How to get rid of a stubborn 'removed' device in mdadm
- by T.J. Crowder
One of my server's drives failed and so I removed the failed drive from all three relevant arrays, had the drive swapped out, and then added the new drive to the arrays. Two of the arrays worked perfectly. The third added the drive back as a spare, and there's an odd "removed" entry in the mdadm details.
I tried both
mdadm /dev/md2 --remove failed
and
mdadm /dev/md2 --remove detached
as suggested here and here, neither of which complained, but neither of which had any effect, either.
Does anyone know how I can get rid of that entry and get the drive added back properly? (Ideally without resyncing a third time, I've already had to do it twice and it takes hours. But if that's what it takes, that's what it takes.) The new drive is /dev/sda, the relevant partition is /dev/sda3.
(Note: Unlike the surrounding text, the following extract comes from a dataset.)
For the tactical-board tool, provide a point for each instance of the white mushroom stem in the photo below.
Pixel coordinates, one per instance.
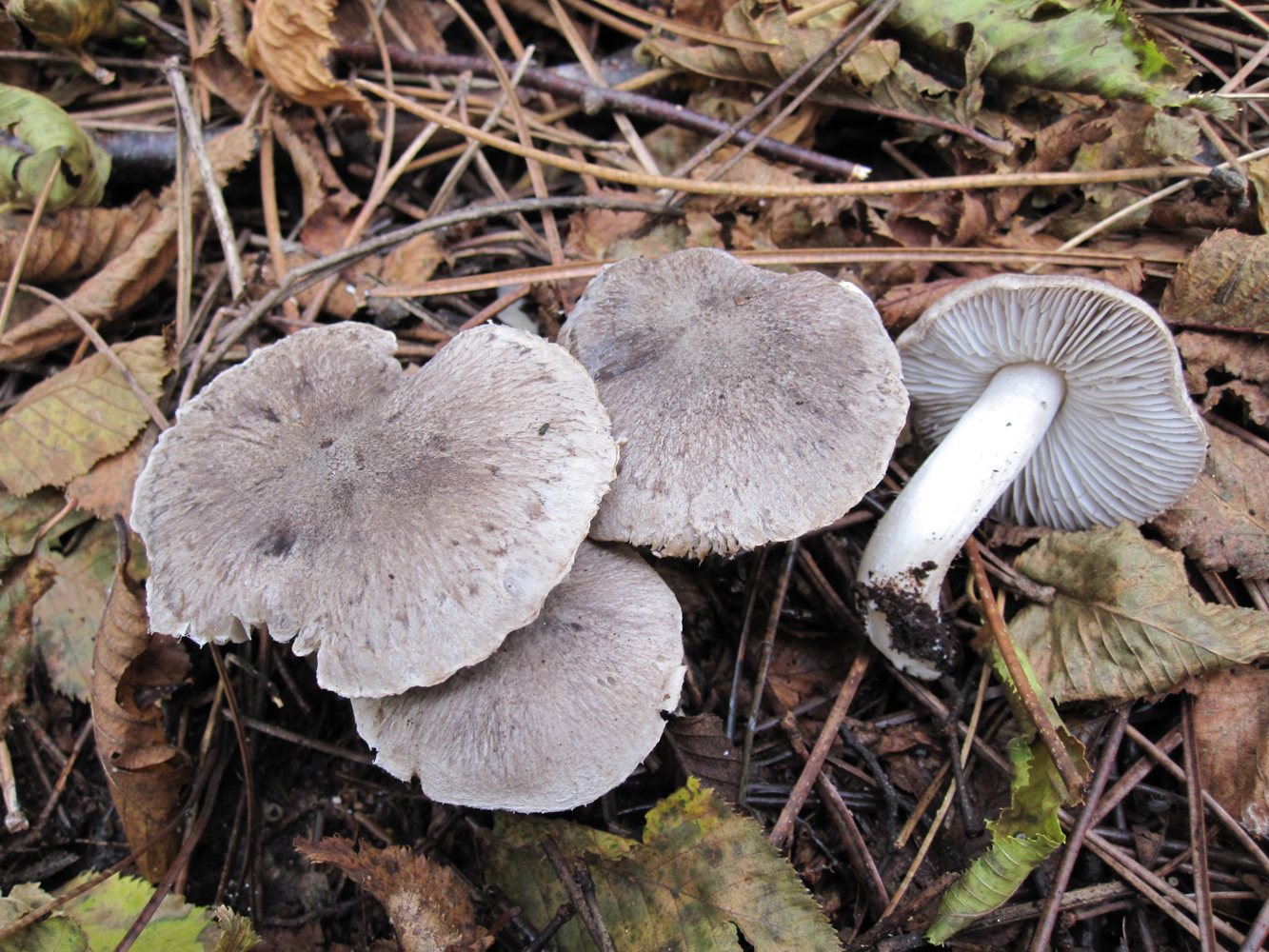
(914, 544)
Here's the detail on the array:
# mdadm --detail /dev/md2
/dev/md2:
        Version : 0.90
  Creation Time : Wed Oct 26 12:27:49 2011
     Raid Level : raid1
     Array Size : 729952192 (696.14 GiB 747.47 GB)
  Used Dev Size : 729952192 (696.14 GiB 747.47 GB)
   Raid Devices : 2
  Total Devices : 2
Preferred Minor : 2
    Persistence : Superblock is persistent
    Update Time : Tue Nov 12 17:48:53 2013
          State : clean, degraded 
 Active Devices : 1
Working Devices : 2
 Failed Devices : 0
  Spare Devices : 1
           UUID : 2fdbf68c:d572d905:776c2c25:004bd7b2 (local to host blah)
         Events : 0.34665
    Number   Major   Minor   RaidDevice State
       0       0        0        0      removed
       1       8       19        1      active sync   /dev/sdb3
       2       8        3        -      spare   /dev/sda3
If it's relevant, it's a 64-bit server. It normally runs Ubuntu, but right now I'm in the data centre's "rescue" OS, which is Debian 7 (wheezy). The "removed" entry was there the last time I was in Ubuntu (it won't, currently, boot from the disk), so I don't think that's not some Ubuntu/Debian conflict (and they are, of course, closely related).
Update:
Having done extensive tests with test devices on a local machine, I'm just plain getting anomalous behavior from mdadm with this array. For instance, with /dev/sda3 removed from the array again, I did this:
mdadm /dev/md2 --grow --force --raid-devices=1
And that got rid of the "removed" device, leaving me just with /dev/sdb3. Then I nuked /dev/sda3 (wrote a file system to it, so it didn't have the raid fs anymore), then:
mdadm /dev/md2 --grow --raid-devices=2
...which gave me an array with /dev/sdb3 in slot 0 and "removed" in slot 1 as you'd expect. Then
mdadm /dev/md2 --add /dev/sda3
...added it — as a spare again. (Another 3.5 hours down the drain.)
So with the rebuilt spare in the array, given that mdadm's man page says
  RAID-DEVICES CHANGES
  
  ...
  
  When the number of devices is increased, any hot spares that are present will be activated immediately.
...I grew the array to three devices, to try to activate the "spare":
mdadm /dev/md2 --grow --raid-devices=3
What did I get? Two "removed" devices, and the spare. And yet when I do this with a test array, I don't get this behavior.
So I nuked /dev/sda3 again, used it to create a brand-new array, and am copying the data from the old array to the new one:
rsync -r -t -v --exclude 'lost+found' --progress /mnt/oldarray/* /mnt/newarray
This will, of course, take hours. Hopefully when I'm done, I can stop the old array entirely, nuke /dev/sdb3, and add it to the new array. Hopefully, it won't get added as a spare!